Jangan Baper … !!!

TAJUK - Jumat, 26 Juni 2020

Konten ini di Produksi Oleh :

Helmi Hasan dan Dempo Xler

Statement ‘Kehancuran Bengkulu’ oleh Dempo Xler mewarnai hangatnya kontestasi Pilgub Bengkulu 2020 yang oleh sejumlah pihak diprediksi berakhir head to head antara Gubernur Bengkulu Rohidin Mersyah dan Wali Kota Bengkulu Helmi Hasan.

Dempo merupakan Anggota DPRD Provinsi Bengkulu dari PAN hasil Pemilu 2019. Peraih suara terbanyak di Kota Bengkulu, lebih kurang 13.600. Usai mendampingi Helmi ke DPP Partai Demokrat bertemu Agus Harimurti Yudhoyono (AHY) ia berujar “Jadi, PAN dan Demokrat ini sudah seperti keluarga. Ikatan emosionalnya sangat erat sekali. Selain itu, kami juga memiliki visi perjuangan yang sama untuk membangun Provinsi Bengkulu. Koalisi ini seperti upaya membangun “Perahu Nabi Nuh” yang dibuat dengan kokoh dan kuat dengan tujuan untuk menyelamatkan bengkulu dari kehancuran,” RMOL.id, Kamis, 25 Juni 2020.

Sontak narasi yang dilontarkan Dempo mendapat kritikan hingga kecaman dari berbagai pihak termasuk Kubu Petahana. Salah satunya Harmen Kamarsyah, yang menilai ujaran Dempo tersebut begitu tendensius dan tidak menghargai perjuangan sembilan gubernur terdahulu, termasuk Gubernur Bengkulu saat ini.

Sah-sah saja mengkritisi, mengecam, atau bahkan ramai-ramai menghujat wakil rakyat kita itu. Tapi rasa-rasanya kurang afdol jika kritikan, kecaman, dan hujatan itu tanpa melalui proses tabayyun terlebih dahulu.

Begitu juga dalam konteks kerja-kerja Jurnalistik, Pasal 3 Kode Etik Jurnalistik (KEJ) menyebutkan “Wartawan Indonesia selalu menguji informasi, memberitakan secara berimbang, tidak mencampurkan fakta dan opini yang menghakimi, serta menerapkan asas praduga tak bersalah.”
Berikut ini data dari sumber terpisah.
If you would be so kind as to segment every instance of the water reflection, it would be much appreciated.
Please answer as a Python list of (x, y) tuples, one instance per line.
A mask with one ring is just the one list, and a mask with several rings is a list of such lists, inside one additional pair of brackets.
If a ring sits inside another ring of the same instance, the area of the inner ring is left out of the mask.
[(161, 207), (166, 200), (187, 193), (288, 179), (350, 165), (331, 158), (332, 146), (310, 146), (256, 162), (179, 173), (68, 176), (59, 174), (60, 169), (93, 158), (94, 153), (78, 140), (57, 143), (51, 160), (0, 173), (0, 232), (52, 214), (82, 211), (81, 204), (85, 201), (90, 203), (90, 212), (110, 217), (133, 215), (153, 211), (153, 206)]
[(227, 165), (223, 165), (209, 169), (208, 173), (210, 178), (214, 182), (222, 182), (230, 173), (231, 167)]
Korelasi antara proses tabayyun dan Pasal 3 KEJ adalah bagaimana menjernihkan makna di balik kata ataupun narasi yang dikemukakan. Penting untuk mengetahui makna dan pesan tersirat yang terkandung di balik kata ‘Kehancuran Bengkulu’.

Sebab mungkin saja Dempo melihat potensi kehancuran itu. Masih hangat di ingatan kita peristiwa pembunuhan yang melibatkan pasangan Homo di Desa Susup Kecamatan Merigi Sakti Kabupaten Bengkulu Tengah Mei lalu. Bisa saja ini menjadi salah satu alat pertimbangan Dempo mengeluarkan pernyataan itu.

Pembunuhan itu mengungkap fakta bahwa ada kaum LGBT di Bengkulu. Sebelumnya ada kasus oknum guru SD swasta di Kota Bengkulu yang mencabuli dua muridnya sendiri, dan itu murid sejenis. Di mana juga mengungkap prilaku seks menyimpang. Belum lagi sederet kasus lainnya.

Fenomena LGBT tersebut tidak kita ketahui seperti apa sebarannya. Masih ingat kisah Allah SWT mengazab Kaum Sodom?

Lantas apakah Dempo menjadikan hal ini sebagai salah satu faktor hingga mengeluarkan statement ‘Kehancuran Bengkulu’? Wallahualam. Atau bisa jadi mantan Aktivis Mahasiswa itu punya alasan-alasan dan dasar pemikiran sendiri terhadap apa yang ia ucapkan. Dan itu penting untuk diketahui, agar menjadi bahan diskusi bersama, yang kemudian melahirkan solusi untuk Bengkulu.

Poinnya, narasi yang dibangun Dempo berdiri tunggal, tanpa rujukan siapa individu atau kelompok yang akan menghancurkan Bengkulu. Juga tanpa penjelasan, kenapa Bengkulu akan hancur. So, Jangan Baper … !!!